Elle chatouilla la paume de ma main toujours tendue vers elle. Une onde de choc fusa jusqu’à mon cerveau ! Chacune de mes pattes se terminait par un coussinet tapissé de petits capteurs sensibles à la pression. Je n’étais plus tout à fait humain, mais jamais je n’avais ressenti avec une telle intensité le bonheur d’être vivant !

PAN ! PAN ! PAN !

Des coups de feu. Derrière nous. La vitre arrière vola en éclats. Ashleigh s’était baissée juste à temps.

– Personne n’est blessé ? demanda Martin. Les privés enrôlés par mon boss ne lâcheront pas l’affaire ! Il est prêt à tout pour que les activités secrètes de Neurobotics ne finissent pas étalées sur la place publique. Ils auraient droit à un procès et adieu leurs doux rêves transhumanistes !

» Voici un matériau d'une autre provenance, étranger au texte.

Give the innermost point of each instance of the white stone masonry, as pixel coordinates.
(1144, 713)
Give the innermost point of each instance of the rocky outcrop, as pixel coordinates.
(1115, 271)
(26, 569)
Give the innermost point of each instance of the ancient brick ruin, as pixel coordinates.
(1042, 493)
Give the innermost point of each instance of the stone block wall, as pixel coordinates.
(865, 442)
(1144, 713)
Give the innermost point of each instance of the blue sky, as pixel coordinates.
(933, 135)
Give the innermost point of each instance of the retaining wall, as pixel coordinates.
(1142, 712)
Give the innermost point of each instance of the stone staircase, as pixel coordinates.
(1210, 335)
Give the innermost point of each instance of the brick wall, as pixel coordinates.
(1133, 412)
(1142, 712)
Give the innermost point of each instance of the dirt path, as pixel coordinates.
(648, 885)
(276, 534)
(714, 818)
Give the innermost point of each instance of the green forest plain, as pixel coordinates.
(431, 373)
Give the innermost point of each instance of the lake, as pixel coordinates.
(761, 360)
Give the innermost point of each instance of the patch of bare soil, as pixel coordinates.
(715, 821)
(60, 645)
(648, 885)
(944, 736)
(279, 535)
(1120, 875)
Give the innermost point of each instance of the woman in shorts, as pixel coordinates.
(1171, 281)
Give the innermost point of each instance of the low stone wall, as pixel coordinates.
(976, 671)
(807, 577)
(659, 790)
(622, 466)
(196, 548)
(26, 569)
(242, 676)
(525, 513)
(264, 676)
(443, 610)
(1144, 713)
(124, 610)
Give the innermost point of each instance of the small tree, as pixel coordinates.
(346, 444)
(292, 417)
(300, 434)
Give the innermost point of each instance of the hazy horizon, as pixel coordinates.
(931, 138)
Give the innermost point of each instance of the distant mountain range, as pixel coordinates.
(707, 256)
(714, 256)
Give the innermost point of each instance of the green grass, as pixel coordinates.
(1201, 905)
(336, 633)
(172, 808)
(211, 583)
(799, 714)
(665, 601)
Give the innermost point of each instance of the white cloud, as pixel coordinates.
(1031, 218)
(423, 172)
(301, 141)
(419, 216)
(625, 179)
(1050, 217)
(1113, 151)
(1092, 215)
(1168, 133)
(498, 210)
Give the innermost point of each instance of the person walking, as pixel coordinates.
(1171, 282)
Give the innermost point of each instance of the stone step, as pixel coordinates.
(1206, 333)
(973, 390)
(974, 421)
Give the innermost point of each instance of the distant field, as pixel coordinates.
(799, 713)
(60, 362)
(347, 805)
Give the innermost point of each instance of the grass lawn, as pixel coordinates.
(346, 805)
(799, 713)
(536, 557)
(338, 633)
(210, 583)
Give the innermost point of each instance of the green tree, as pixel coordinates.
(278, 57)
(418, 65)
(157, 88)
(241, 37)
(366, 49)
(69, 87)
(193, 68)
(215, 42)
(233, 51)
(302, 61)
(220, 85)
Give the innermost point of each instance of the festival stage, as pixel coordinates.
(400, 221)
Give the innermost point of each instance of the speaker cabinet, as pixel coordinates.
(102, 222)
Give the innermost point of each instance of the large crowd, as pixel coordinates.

– Ils veulent nous tuer ? m’enquis-je.

– Bien sûr ! confirma l’ingénieur.

Ni une, ni deux, Ashleigh me refourra dans son sac à dos. Elle me déposa un baiser sur la truffe et me dit :

– Je t’aime, Théo ! Nous allons déjà devoir nous séparer, mais je ne serai pas loin. Tu auras besoin d’aide pour survivre et trouver comment recharger tes batteries. Tu ne seras pas seul. Trouvez-vous une bonne cachette et restez-y le temps que l’orage passe. Nous viendrons jusqu’à vous le moment venu. Vous êtes équipés de puces de géoloca…

– Ashleigh ! beugla Martin. Ils arrivent sur nous ! On traverse le fleuve ! J’ouvre ta vitre. Ils sont waterproof ! Balance-les ! Magne-toi !

Sans avoir eu le temps de lui dire au revoir, le sac même pas fermé, je m’envolai dans les airs par-dessus la rambarde d’un gigantesque pont à quatre voies.

PLOUF !

C’était l’hiver là-dehors. Il neigeait à gros flocons. Je ne sentis pas les morsures de l’eau glacée, mais je perçus que le froid ralentissait mes mouvements. Je savais encore nager, alors je me dirigeai vers la rive à vifs battements de crawl, tas de boulons poilu brinquebalé par le courant.

Je me retournai en entendant derrière moi des clapotis semblables à ceux que je produisais. Ash avait dit vrai. J’étais accompagné.

Un N-Cub à la toison rose pâle, dont la présence au fond du sac m’avait jusqu’alors échappé, vint me rejoindre sur l’herbe gelée. Nous nous assîmes côte à côte en nous tenant par la taille.

– Tu es folle, Ash. Mais qu’est-ce que tu as fait ?

– Après toute l’énergie que j’ai dépensée pour te récupérer, tu ne croyais quand même pas que j’allais te laisser filer aussi facilement…

Dans le lointain retentirent de nouvelles détonations, puis on entendit une puissante déflagration. Un véhicule venait d’exploser. Un panache de fumée noire s’éleva sur l’horizon.

L’ourse se serra encore un peu plus fort contre moi.